Endocrine therapy is increasingly used as a solo therapy for low-risk early-stage breast cancer, and as an additional adjuvant therapy following chemotherapy in high-risk patients. As such, aromatase inhibitors are a standard ET in all postmenopausal patients [5, 6]. Bone pain, arthralgia, and myalgia are commonly encountered with AI and may result in treatment discontinuation in up to 20% of the patients [22, 23]. However, the well-known negative effect on bone health, on already compromised postmenopausal patients, is silent and can go unnoticed until complications happen. Giving its potential serious outcomes, issues related to bone health in breast cancer patients treated with AI are incorporated in major international clinical practice guidelines [24]. Assessment of BMD prior to, and following the treatment with AI, is routinely practiced and can be a key performance indicator (KPI).

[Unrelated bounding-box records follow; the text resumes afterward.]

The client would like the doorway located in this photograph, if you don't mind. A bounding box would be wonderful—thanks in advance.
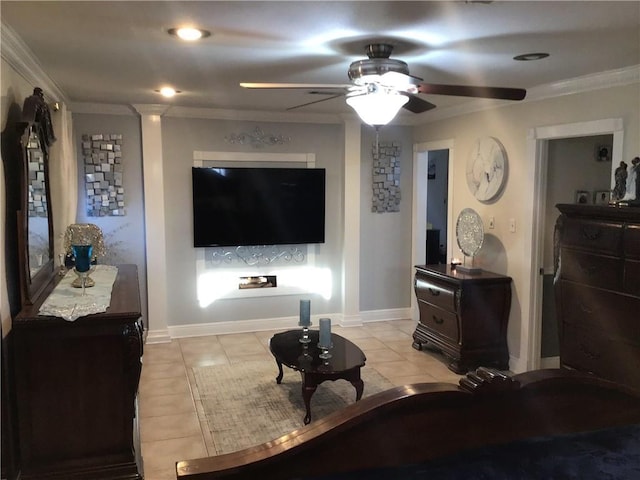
[540,134,613,368]
[410,140,454,321]
[425,149,449,265]
[519,119,624,370]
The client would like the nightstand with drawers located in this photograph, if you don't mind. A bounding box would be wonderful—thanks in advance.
[413,265,511,374]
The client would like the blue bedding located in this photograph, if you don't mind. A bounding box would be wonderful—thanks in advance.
[316,425,640,480]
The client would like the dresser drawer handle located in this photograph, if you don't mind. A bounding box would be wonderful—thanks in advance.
[582,226,602,241]
[579,264,598,277]
[580,303,593,314]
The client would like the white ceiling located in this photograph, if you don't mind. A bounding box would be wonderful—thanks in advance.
[0,0,640,119]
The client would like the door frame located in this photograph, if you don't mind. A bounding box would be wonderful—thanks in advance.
[410,139,454,322]
[514,118,624,371]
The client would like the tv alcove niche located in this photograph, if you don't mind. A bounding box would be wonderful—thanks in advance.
[193,151,330,306]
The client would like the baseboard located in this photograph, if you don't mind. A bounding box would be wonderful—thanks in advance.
[144,329,172,343]
[153,308,411,344]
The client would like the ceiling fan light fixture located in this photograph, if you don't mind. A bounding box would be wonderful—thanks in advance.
[168,27,211,42]
[156,87,181,98]
[347,90,409,126]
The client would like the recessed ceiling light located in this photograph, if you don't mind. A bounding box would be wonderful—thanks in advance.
[156,87,180,98]
[168,27,211,42]
[513,53,549,62]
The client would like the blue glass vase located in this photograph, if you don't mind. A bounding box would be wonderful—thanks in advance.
[71,245,94,295]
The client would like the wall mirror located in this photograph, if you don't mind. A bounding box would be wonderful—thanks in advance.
[17,107,55,305]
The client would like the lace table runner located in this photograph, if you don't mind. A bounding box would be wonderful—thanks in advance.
[38,265,118,322]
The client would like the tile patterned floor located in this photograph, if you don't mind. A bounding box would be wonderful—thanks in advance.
[139,320,460,480]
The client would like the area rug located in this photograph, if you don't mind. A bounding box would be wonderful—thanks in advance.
[192,361,393,455]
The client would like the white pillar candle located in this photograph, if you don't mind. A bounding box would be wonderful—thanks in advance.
[318,318,331,347]
[299,300,311,327]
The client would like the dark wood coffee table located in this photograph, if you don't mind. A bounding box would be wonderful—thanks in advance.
[269,330,367,425]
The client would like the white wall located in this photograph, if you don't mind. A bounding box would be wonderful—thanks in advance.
[414,84,640,364]
[162,117,344,325]
[73,113,149,326]
[360,125,413,311]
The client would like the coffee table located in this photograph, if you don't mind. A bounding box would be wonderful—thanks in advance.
[269,330,367,425]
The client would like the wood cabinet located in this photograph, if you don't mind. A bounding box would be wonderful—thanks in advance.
[12,265,143,480]
[554,204,640,390]
[413,265,511,373]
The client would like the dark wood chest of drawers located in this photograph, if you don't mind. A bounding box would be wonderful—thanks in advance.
[413,265,511,373]
[555,204,640,390]
[11,265,143,480]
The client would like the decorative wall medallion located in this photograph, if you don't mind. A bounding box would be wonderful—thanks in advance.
[82,133,126,217]
[456,208,484,273]
[467,137,507,203]
[224,127,291,148]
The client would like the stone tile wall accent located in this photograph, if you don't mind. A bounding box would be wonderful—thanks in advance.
[82,133,126,217]
[371,142,401,213]
[27,148,47,217]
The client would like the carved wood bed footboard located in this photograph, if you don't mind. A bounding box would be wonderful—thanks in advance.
[176,368,640,480]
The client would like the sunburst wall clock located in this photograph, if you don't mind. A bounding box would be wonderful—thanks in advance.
[466,137,507,203]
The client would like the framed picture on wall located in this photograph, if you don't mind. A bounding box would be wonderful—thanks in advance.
[593,190,611,205]
[576,190,589,205]
[595,145,613,162]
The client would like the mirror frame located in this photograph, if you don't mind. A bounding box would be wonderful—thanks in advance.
[16,122,56,307]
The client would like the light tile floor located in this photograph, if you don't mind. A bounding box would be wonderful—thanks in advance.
[139,320,460,480]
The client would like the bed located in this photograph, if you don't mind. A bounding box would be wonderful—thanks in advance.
[176,368,640,480]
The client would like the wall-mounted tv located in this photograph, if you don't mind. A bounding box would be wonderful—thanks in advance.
[192,167,325,247]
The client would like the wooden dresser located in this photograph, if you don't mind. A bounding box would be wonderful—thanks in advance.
[413,265,511,374]
[12,265,143,480]
[554,204,640,390]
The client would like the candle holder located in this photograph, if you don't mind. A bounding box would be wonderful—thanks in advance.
[300,325,311,345]
[318,344,333,360]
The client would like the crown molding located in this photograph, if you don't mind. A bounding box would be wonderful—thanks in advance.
[69,102,138,116]
[0,22,69,105]
[131,103,170,116]
[165,106,342,124]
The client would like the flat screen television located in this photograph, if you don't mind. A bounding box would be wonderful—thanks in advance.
[192,167,325,247]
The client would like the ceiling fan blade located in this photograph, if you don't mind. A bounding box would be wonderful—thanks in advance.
[418,83,527,100]
[287,93,344,111]
[402,93,436,113]
[240,82,352,90]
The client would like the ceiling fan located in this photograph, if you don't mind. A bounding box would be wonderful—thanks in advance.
[240,43,527,126]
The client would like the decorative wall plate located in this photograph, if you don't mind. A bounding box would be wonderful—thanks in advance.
[467,137,507,202]
[456,208,484,257]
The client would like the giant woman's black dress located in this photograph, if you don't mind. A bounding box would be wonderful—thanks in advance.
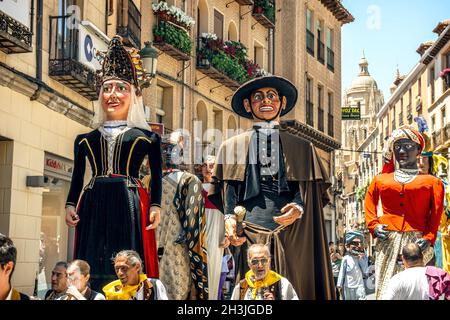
[66,127,162,289]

Our results clearly show that the existence of osteopenia, or even osteoporosis, should not be a reason to deny women with breast cancer the access to such important drugs. Intense education on modifiable risk factors, along with the use of bone-modifying agents as an active treatment of osteoporosis or prevent progression of osteopenia, worked very well in our patients. The fact that patients with normal BMD at baseline had significant deterioration following AI therapy highlights the importance of such interventions that are not strictly followed by the patients, and not stressed enough by physicians, either.

Our data highlights the fact that almost two-thirds of postmenopausal women are vitamin D deficient or insufficient. Our findings echo results from a recently published meta-analysis in which 67% of patients with breast cancer had a baseline level of 25-hydroxy vitamin D below 30 ng/mL [25].

Given the need for AI in majority of postmenopausal breast cancer patients, and based on our findings, we do recommend that vitamin D level be checked at initial presentation of all women with breast cancer and vitamin D supplements start a lot earlier, during the initial work up and long before the initiation of drugs or interventions that are known to worsen BMD, like AI.

Our study is not without limitations; the inclusion of comparative control group in future studies should empower conclusions. Future studies may consider including premenopausal women treated with tamoxifen or AI plus gonadotropin-releasing hormone agonists (GnRHa); both are known to have negative impact on bone health in this age group.

In conclusion, postmenopausal women with breast cancer are at risk of osteopenia and osteoporosis. Such risk increases significantly with the use of AI. However, early interventions with modifiable risk factors, vitamin D supplements, and use of bone-modifying agents can lower this risk.